连续睡上三小时,自从二十二年前的昨天、那场火灾之日起,这还是第一次。
昨晚光己丢下美帆就走人了,但让她就这么回东京去还是会造成麻烦。巧言令色操纵社长的正是身为顾问的塚原,现在跟他女儿搞僵并非上策。光己准备了一瓶美帆出生那年的葡萄酒,结束工作后便前往旅馆。说起来,由于怕见面时惹上麻烦,对方又引诱他上床,光己并未事先预约。如果她晚上出去玩了,通过旅馆前台转交即可。
只要最低限度地表现出自己的谢罪之意,那就行了。
光己从电梯里出来,迈向走廊。突然,他的步伐一瞬间被打乱了。妻子住宿的房门前有个人影。是旅馆的侍者吗?那个人进去后,关上了房门。
光己站在门口,凝视着擦得噌亮的门。即便是侍者,在进入客房后一般不都是开着门吗。莫非是友人或熟人吗。美帆的交友圈广泛,在大阪也有关系亲近的人。说起来,从背影看上去,那人毫无疑问是男的。
——如果是情人那方面呢?
在夜里十点半后还进入女子独自住宿的房间,有可能就是那段视频里的男人。至少,此刻自己迈进房间的话,美帆多少会觉得不妙吧。如果能用这种心态来抵消她对自己的怒气,那也就充分达到目的了。
光己用手指梳理了下头发,又正了正领带,然后敲起门来。门很快便被打开,露出了美帆表情愉悦的脸……她重重地眨了眨扇形的睫毛。
“老、公……”
“工作比预想中结束得早。”光己边说边举起手里提的袋子。“想跟你开心地喝一点。”
“那个,好啊。很、好呢。” 美帆的视线游弋不定,光己伸手搂住她的肩膀,走进了房间。窗边的沙发前,站着一名身穿西服的男子。
当视线碰到一起时,对方的眼中渗出了动摇。
“分社长……”
“怎么是你。”
在光己的记忆中,他很不擅长应付美帆。

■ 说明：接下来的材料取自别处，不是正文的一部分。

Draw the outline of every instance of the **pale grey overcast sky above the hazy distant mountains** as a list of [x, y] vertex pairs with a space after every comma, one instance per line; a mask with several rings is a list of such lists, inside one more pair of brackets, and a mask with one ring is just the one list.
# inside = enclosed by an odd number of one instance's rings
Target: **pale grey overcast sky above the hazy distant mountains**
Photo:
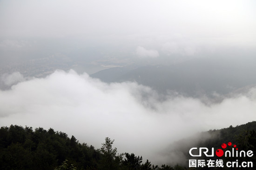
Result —
[[255, 0], [0, 1], [2, 47], [21, 46], [6, 39], [72, 38], [191, 55], [205, 46], [255, 48], [255, 30]]

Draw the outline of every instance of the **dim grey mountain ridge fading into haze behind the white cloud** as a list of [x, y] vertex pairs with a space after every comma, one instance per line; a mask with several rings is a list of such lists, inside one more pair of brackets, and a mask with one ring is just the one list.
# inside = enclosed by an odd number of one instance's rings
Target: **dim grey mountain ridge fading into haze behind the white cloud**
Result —
[[251, 58], [243, 61], [192, 59], [175, 65], [115, 67], [90, 76], [108, 83], [136, 81], [158, 92], [175, 91], [190, 97], [210, 96], [214, 92], [224, 95], [256, 85], [254, 63]]

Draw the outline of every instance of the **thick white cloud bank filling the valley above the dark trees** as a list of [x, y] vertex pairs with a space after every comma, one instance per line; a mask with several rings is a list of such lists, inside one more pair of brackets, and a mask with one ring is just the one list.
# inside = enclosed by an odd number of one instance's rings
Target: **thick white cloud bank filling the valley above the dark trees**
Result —
[[[199, 99], [166, 96], [136, 83], [106, 84], [74, 71], [55, 71], [0, 91], [0, 125], [54, 128], [101, 147], [115, 139], [120, 152], [152, 162], [172, 142], [198, 131], [236, 126], [256, 119], [256, 89], [205, 105]], [[165, 157], [166, 161], [169, 160]]]

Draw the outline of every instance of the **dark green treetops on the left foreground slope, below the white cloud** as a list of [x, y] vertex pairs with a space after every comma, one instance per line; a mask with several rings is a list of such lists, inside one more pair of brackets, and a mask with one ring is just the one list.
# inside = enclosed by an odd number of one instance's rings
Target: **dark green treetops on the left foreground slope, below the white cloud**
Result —
[[[106, 137], [100, 150], [66, 133], [11, 125], [0, 128], [0, 170], [157, 170], [135, 154], [117, 154]], [[68, 160], [68, 161], [67, 161]], [[141, 164], [142, 163], [142, 164]], [[162, 170], [162, 169], [159, 169]], [[168, 169], [166, 169], [168, 170]], [[172, 170], [172, 169], [171, 169]]]

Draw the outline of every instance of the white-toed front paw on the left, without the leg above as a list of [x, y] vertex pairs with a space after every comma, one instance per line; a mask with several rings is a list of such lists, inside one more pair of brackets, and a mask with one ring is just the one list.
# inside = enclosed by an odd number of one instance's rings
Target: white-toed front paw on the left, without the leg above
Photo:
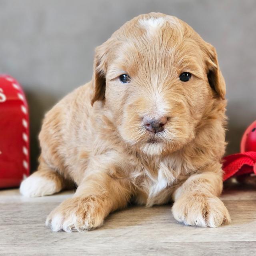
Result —
[[46, 226], [50, 226], [52, 231], [87, 231], [102, 225], [104, 212], [102, 200], [96, 197], [70, 198], [48, 215]]

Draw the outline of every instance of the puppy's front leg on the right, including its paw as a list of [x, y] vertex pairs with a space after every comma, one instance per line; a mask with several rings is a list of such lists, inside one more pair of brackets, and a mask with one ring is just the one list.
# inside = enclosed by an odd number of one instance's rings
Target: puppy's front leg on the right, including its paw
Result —
[[228, 210], [218, 198], [221, 191], [220, 175], [212, 172], [192, 175], [174, 192], [174, 218], [186, 225], [202, 227], [230, 223]]

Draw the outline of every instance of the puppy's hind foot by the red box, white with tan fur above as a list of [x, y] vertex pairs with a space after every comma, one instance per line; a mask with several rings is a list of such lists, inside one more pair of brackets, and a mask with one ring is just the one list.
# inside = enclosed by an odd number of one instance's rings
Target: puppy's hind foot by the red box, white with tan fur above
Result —
[[63, 187], [62, 176], [41, 161], [38, 170], [20, 184], [20, 193], [28, 197], [46, 196], [60, 192]]

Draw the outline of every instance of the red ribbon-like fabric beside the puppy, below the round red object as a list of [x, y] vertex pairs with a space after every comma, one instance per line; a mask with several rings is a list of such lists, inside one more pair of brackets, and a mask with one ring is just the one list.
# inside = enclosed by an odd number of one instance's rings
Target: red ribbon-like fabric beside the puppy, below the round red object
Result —
[[232, 154], [224, 157], [223, 160], [223, 180], [233, 175], [256, 173], [256, 152], [254, 151]]

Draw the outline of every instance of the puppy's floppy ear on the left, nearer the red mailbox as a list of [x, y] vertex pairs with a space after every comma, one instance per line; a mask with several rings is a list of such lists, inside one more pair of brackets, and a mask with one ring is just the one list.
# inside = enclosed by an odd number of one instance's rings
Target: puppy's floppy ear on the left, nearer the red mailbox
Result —
[[93, 106], [96, 100], [105, 100], [106, 90], [106, 72], [107, 72], [107, 55], [108, 41], [101, 46], [96, 47], [94, 56], [94, 68], [92, 76], [92, 92], [90, 94], [91, 104]]

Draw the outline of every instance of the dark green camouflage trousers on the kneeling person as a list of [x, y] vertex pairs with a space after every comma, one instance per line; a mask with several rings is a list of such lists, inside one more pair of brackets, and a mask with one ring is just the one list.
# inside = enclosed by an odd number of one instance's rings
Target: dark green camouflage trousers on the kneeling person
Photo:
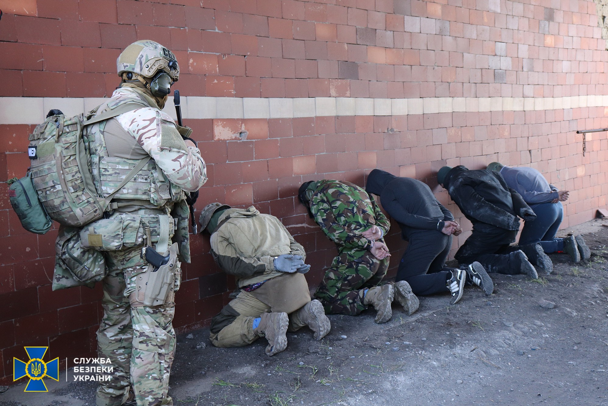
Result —
[[314, 297], [323, 304], [326, 314], [358, 315], [367, 309], [363, 303], [365, 289], [378, 286], [388, 269], [389, 258], [379, 261], [369, 251], [353, 261], [341, 254], [325, 271]]

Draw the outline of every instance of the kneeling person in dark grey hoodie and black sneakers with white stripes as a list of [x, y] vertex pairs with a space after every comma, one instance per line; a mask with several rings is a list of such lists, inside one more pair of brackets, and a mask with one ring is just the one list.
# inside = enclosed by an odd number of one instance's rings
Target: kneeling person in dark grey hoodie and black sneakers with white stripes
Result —
[[401, 236], [409, 242], [399, 262], [396, 281], [409, 283], [416, 295], [450, 292], [451, 304], [454, 304], [463, 294], [468, 275], [486, 295], [492, 294], [492, 279], [479, 262], [472, 262], [465, 269], [446, 267], [452, 234], [460, 234], [457, 231], [460, 225], [429, 186], [374, 169], [367, 178], [365, 190], [380, 197], [382, 207], [399, 224]]

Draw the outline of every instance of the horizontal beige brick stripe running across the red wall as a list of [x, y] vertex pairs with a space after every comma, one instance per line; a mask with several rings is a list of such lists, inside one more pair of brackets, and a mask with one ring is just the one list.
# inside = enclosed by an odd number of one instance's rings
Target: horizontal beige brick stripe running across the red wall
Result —
[[[363, 97], [252, 98], [182, 96], [184, 119], [255, 119], [314, 116], [406, 116], [408, 114], [477, 113], [483, 111], [559, 110], [608, 106], [608, 96], [565, 97]], [[38, 124], [47, 111], [67, 115], [88, 111], [104, 99], [94, 97], [0, 97], [0, 124]], [[165, 111], [175, 116], [173, 97]]]

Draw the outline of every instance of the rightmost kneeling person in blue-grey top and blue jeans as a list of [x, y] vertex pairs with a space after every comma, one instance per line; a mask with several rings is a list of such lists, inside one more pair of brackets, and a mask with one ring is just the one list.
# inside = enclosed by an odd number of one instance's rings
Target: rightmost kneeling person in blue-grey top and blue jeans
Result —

那为什么,他会在这种时间拜访美帆?*
屋里有股食物的香味,似乎是从安昙手中的泡沫盒里飘出来的。在光己的询问之下,安昙说是好味烧和章鱼烧,并打开一只盒子给他看。
“没办法呀。我无论如何都想吃嘛。”妻子在旁边高声地解释道。“因为不知道哪家店的味道好,老公你又忙着工作,我才拜托安昙先生的。”
“分社长,是我多事了,很抱歉。”安昙低下了头。
也就是说,美帆任性地使唤了安昙。令人意外,美帆居然知道安昙的联系方式。大概是从家里的地址簿、或通过父亲而得知的吧。

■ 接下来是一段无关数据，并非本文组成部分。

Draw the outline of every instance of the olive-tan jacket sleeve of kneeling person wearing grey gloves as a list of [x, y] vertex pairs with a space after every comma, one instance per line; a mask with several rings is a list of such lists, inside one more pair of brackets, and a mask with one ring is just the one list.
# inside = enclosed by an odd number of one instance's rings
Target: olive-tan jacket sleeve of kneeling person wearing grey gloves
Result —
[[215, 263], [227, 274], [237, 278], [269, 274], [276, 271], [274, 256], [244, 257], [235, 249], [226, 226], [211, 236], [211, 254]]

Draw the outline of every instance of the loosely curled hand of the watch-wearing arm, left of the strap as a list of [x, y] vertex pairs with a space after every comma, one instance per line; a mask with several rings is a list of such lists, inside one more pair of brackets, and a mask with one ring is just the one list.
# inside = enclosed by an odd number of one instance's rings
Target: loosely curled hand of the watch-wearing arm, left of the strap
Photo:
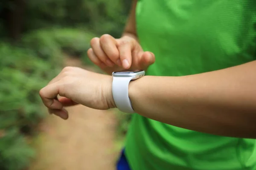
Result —
[[[89, 108], [115, 108], [112, 77], [77, 67], [65, 67], [57, 77], [39, 92], [49, 113], [68, 118], [65, 106], [81, 104]], [[57, 95], [62, 96], [60, 99]]]

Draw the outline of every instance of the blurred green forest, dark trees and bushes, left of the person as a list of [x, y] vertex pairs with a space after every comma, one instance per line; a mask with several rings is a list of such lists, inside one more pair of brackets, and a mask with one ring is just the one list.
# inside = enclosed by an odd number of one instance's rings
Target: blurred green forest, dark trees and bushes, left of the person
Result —
[[[130, 5], [131, 0], [0, 1], [0, 170], [25, 170], [37, 156], [31, 143], [46, 116], [38, 91], [61, 71], [63, 56], [92, 65], [90, 39], [119, 37]], [[121, 129], [127, 127], [122, 121]]]

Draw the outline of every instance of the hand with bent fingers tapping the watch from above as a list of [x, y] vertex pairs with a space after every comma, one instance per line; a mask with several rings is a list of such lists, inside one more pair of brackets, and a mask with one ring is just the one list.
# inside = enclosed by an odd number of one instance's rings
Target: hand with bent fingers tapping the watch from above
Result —
[[91, 48], [87, 54], [90, 60], [103, 71], [112, 73], [121, 69], [143, 69], [155, 62], [152, 52], [143, 51], [140, 44], [132, 36], [115, 39], [104, 34], [90, 41]]

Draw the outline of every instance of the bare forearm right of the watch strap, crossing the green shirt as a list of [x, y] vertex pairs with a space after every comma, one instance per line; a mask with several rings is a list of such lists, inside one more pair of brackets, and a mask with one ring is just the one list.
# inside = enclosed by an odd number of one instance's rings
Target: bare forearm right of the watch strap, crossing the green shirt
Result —
[[256, 139], [256, 61], [183, 77], [145, 76], [129, 85], [134, 110], [177, 127]]

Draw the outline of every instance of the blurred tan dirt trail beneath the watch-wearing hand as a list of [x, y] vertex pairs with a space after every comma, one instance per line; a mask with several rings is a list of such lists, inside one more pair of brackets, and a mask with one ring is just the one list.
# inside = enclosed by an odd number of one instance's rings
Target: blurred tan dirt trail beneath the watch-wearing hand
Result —
[[[79, 59], [67, 66], [83, 67]], [[88, 70], [93, 68], [86, 67]], [[37, 140], [38, 156], [29, 170], [115, 170], [119, 148], [115, 110], [84, 106], [67, 108], [68, 120], [51, 115], [42, 123]]]

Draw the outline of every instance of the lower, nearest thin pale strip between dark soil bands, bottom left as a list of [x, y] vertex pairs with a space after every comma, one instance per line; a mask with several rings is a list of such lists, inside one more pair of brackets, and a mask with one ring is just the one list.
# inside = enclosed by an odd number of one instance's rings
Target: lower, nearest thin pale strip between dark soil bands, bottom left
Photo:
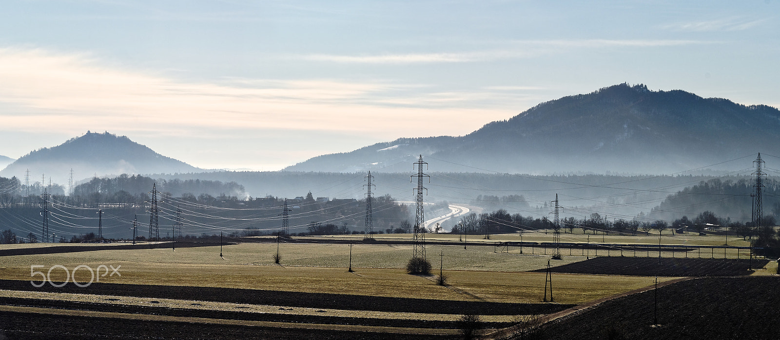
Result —
[[306, 329], [322, 329], [333, 331], [367, 331], [367, 332], [385, 332], [395, 334], [417, 334], [417, 335], [456, 335], [457, 330], [453, 329], [432, 329], [432, 328], [396, 328], [396, 327], [383, 327], [383, 326], [362, 326], [353, 324], [307, 324], [307, 323], [290, 323], [290, 322], [276, 322], [276, 321], [245, 321], [245, 320], [229, 320], [229, 319], [213, 319], [207, 317], [175, 317], [168, 315], [152, 315], [152, 314], [129, 314], [129, 313], [117, 313], [117, 312], [100, 312], [93, 310], [67, 310], [58, 308], [41, 308], [41, 307], [22, 307], [22, 306], [2, 306], [0, 310], [15, 313], [26, 314], [54, 314], [54, 315], [66, 315], [76, 317], [109, 317], [109, 318], [121, 318], [130, 320], [141, 321], [173, 321], [173, 322], [186, 322], [186, 323], [200, 323], [200, 324], [232, 324], [241, 326], [257, 326], [257, 327], [270, 327], [270, 328], [306, 328]]

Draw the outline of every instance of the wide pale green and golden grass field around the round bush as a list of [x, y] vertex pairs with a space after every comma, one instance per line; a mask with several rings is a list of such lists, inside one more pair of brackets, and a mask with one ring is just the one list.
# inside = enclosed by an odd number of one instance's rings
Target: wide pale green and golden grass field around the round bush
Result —
[[[219, 247], [7, 256], [0, 267], [0, 279], [30, 280], [30, 265], [43, 265], [44, 272], [54, 265], [69, 269], [78, 265], [92, 268], [121, 265], [121, 277], [106, 275], [100, 282], [535, 303], [541, 301], [544, 293], [544, 273], [527, 271], [544, 268], [549, 258], [494, 253], [493, 247], [464, 250], [455, 246], [429, 246], [427, 254], [436, 269], [434, 273], [438, 273], [441, 251], [445, 254], [444, 270], [449, 275], [449, 287], [442, 287], [431, 277], [408, 275], [402, 269], [410, 257], [410, 246], [355, 245], [354, 273], [346, 270], [348, 245], [281, 244], [279, 251], [281, 265], [272, 261], [276, 244], [225, 246], [223, 258], [219, 257]], [[553, 265], [583, 259], [565, 256], [553, 261]], [[80, 269], [76, 278], [87, 282], [90, 272]], [[52, 281], [64, 279], [61, 268], [51, 271]], [[642, 277], [585, 275], [555, 275], [554, 280], [559, 303], [583, 303], [647, 286], [652, 281]]]

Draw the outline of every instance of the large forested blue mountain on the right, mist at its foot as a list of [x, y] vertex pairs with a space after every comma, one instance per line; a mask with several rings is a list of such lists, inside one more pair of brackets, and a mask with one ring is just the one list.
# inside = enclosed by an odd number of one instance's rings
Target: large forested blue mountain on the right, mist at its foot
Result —
[[[669, 173], [757, 152], [780, 155], [780, 110], [620, 84], [541, 103], [461, 137], [399, 138], [317, 156], [291, 171], [412, 170]], [[738, 170], [752, 159], [714, 168]]]

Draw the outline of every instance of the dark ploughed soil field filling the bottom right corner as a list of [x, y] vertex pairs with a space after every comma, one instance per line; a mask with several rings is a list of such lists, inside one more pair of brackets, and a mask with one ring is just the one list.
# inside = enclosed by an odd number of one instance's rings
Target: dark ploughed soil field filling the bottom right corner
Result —
[[[609, 300], [546, 324], [537, 339], [778, 338], [780, 278], [702, 278]], [[654, 299], [658, 293], [658, 323]], [[519, 335], [509, 337], [519, 339]]]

说起来,不懂得拒绝是安昙的优点,因此才会惹上这种无关紧要的私事。
连陪她喝一杯的心情都没有,十分钟后,光己便与安昙一起出了房间。
“如果她再讲什么任性的的话,要赶紧联系我。”
“……是。”
不顾安昙的执意推辞,光己硬是把名为出租车费的补偿费塞在他手里,然后朝上望向旅馆。此刻,美帆应该还是一如既往,边批评边将葡萄酒和好味烧、章鱼烧一扫而光吧。